The funding would be halted pending a review “to assess the World Health Organization’s role in severely mismanaging and covering up the spread of the coronavirus,” the president added. The review will take 60-90 days, he said.
The WHO publicly reported a cluster of cases on Jan. 4 and has been releasing daily situation reports on the virus since late January. However, Trump said the organization should have taken action earlier, in December, and he accused it of failing to share information in a timely fashion, criticized its "opposition" to travel restrictions he implemented and said it “parroted” inaccurate information from the Chinese government.
The WHO is part of the United Nations and dates back to 1948. The organization is responsible for coordinating and directing international health efforts with its 194 member nations.
UN Secretary-General António Guterres said in a statement that the WHO’s thousands of staffers are “on the front lines, supporting member states and their societies, especially the most vulnerable among them.” He said that he believes the organization “must be supported.”
Guterres said “it is possible that the same facts have had different readings by different entities” and said there would be a time to review the virus’s spread later. However, he said it is not the time for that yet.

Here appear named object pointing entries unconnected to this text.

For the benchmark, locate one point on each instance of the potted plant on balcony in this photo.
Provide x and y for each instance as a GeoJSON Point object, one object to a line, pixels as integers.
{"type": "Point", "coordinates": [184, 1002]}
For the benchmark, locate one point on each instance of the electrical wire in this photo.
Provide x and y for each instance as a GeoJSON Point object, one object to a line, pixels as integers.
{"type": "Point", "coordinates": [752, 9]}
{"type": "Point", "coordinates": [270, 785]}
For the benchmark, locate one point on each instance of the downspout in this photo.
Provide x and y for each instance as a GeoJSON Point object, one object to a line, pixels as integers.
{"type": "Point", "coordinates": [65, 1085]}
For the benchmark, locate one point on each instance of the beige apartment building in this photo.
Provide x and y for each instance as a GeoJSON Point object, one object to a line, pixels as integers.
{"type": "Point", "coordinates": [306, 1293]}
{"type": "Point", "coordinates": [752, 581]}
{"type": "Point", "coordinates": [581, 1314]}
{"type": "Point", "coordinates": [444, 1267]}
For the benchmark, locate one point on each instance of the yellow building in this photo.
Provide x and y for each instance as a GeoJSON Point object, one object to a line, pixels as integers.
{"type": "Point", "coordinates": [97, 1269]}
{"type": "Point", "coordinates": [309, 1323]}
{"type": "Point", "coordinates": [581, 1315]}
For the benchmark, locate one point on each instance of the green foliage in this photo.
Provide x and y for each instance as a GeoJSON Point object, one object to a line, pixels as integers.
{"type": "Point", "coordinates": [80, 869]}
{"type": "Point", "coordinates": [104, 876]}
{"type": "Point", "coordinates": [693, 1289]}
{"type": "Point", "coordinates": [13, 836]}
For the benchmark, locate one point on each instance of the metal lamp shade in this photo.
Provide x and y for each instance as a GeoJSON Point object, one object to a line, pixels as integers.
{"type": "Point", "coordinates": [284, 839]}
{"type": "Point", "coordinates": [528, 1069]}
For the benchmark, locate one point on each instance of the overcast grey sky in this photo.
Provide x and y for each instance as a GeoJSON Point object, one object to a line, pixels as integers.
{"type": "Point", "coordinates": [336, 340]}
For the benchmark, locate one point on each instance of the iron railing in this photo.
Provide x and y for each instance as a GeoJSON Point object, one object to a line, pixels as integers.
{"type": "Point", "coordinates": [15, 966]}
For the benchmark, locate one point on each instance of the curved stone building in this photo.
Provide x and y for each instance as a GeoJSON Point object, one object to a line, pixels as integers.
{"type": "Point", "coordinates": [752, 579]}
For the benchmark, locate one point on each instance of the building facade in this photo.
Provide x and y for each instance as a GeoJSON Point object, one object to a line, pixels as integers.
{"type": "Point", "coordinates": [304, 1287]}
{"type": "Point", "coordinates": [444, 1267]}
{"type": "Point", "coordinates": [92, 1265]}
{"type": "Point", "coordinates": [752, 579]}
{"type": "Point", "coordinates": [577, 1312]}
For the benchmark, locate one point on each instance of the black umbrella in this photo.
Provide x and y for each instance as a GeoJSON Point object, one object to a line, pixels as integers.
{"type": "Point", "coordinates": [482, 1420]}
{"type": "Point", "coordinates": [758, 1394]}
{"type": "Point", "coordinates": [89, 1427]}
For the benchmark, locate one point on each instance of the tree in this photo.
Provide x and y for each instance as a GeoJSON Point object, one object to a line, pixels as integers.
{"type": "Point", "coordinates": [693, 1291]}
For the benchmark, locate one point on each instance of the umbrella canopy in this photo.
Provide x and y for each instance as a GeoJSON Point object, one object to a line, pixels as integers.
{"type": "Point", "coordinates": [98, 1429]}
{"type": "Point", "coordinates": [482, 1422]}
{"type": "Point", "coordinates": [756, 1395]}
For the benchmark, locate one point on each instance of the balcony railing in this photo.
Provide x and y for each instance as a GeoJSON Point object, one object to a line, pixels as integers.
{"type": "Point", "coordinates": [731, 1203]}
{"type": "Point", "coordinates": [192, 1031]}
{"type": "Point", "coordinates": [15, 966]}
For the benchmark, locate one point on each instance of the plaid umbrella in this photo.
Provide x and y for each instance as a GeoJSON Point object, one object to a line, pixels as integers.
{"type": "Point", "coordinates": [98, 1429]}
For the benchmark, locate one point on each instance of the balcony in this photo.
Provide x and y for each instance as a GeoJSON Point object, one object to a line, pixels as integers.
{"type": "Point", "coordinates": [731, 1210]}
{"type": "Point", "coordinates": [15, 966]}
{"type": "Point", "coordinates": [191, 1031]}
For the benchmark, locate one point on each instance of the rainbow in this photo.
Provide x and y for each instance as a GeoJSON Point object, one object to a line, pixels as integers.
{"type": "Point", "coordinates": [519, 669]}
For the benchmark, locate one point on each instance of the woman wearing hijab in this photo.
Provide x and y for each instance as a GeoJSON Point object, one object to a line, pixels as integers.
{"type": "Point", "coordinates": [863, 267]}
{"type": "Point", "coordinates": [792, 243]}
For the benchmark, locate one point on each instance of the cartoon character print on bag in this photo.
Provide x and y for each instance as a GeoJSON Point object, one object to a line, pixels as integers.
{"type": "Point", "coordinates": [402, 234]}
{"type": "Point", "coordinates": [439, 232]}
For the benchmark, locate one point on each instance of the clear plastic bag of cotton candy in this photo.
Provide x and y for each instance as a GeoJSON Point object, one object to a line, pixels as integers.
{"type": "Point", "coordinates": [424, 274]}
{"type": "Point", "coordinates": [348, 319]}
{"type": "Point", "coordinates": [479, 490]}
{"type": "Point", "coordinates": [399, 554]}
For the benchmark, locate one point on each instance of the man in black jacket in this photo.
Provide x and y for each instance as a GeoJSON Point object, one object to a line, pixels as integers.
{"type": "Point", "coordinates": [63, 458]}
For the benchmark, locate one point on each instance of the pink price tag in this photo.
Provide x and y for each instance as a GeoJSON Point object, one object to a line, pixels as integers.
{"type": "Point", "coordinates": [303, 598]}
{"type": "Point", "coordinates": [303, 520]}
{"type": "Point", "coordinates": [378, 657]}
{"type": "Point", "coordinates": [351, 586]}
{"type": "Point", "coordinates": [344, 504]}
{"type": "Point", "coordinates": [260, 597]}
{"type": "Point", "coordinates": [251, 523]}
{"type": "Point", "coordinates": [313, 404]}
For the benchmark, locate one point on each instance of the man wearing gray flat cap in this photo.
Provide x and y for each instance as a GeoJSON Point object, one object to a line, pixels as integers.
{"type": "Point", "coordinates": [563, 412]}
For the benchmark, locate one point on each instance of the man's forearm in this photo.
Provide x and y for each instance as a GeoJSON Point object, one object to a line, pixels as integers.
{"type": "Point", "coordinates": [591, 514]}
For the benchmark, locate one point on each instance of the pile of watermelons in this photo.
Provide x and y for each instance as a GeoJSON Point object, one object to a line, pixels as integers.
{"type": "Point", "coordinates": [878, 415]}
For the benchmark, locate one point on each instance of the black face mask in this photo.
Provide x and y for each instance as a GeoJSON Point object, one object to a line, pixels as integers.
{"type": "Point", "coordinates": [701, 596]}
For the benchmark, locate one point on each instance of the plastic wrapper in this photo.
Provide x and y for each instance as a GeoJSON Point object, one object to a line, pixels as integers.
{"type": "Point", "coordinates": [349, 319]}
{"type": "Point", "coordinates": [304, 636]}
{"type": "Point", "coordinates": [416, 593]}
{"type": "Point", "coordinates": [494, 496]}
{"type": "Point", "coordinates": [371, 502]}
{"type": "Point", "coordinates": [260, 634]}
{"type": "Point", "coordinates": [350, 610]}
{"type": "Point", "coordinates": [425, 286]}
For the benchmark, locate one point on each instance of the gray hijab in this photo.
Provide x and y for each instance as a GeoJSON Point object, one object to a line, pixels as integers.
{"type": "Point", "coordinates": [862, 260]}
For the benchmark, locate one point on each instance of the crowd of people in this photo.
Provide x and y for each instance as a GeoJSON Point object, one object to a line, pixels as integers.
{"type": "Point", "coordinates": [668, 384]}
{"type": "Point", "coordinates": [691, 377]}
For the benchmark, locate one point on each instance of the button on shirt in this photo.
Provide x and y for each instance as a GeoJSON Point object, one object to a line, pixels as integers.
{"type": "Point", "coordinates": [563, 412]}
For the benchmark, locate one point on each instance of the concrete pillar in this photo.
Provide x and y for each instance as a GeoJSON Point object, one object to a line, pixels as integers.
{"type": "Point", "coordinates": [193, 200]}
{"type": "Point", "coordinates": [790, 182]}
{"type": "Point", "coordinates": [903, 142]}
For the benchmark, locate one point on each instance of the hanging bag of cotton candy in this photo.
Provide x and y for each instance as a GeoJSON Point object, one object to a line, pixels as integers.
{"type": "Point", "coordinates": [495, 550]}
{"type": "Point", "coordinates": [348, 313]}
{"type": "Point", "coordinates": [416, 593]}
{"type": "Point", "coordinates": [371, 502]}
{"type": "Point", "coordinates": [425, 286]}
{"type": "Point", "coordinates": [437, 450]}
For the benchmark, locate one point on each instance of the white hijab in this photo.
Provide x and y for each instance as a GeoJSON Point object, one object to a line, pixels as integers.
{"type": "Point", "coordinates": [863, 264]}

“As it is not that time, it is also not the time to reduce the resources for the operations of the World Health Organization or any other humanitarian organization in the fight against the virus,” he said.
The United States provides between $400 million and $500 million to the WHO, which is a fifth of the international organization's 2018-19 budget, according to the Associated Press.
“As the organization’s leading sponsor, the United States has a duty to insist on full accountability,” Trump said.
There were more than 1.9 million COVID-19 cases worldwide as of Tuesday. More than 594,000 people have died from the virus. In the U.S., there were more than 594,000 cases and 25,000 deaths.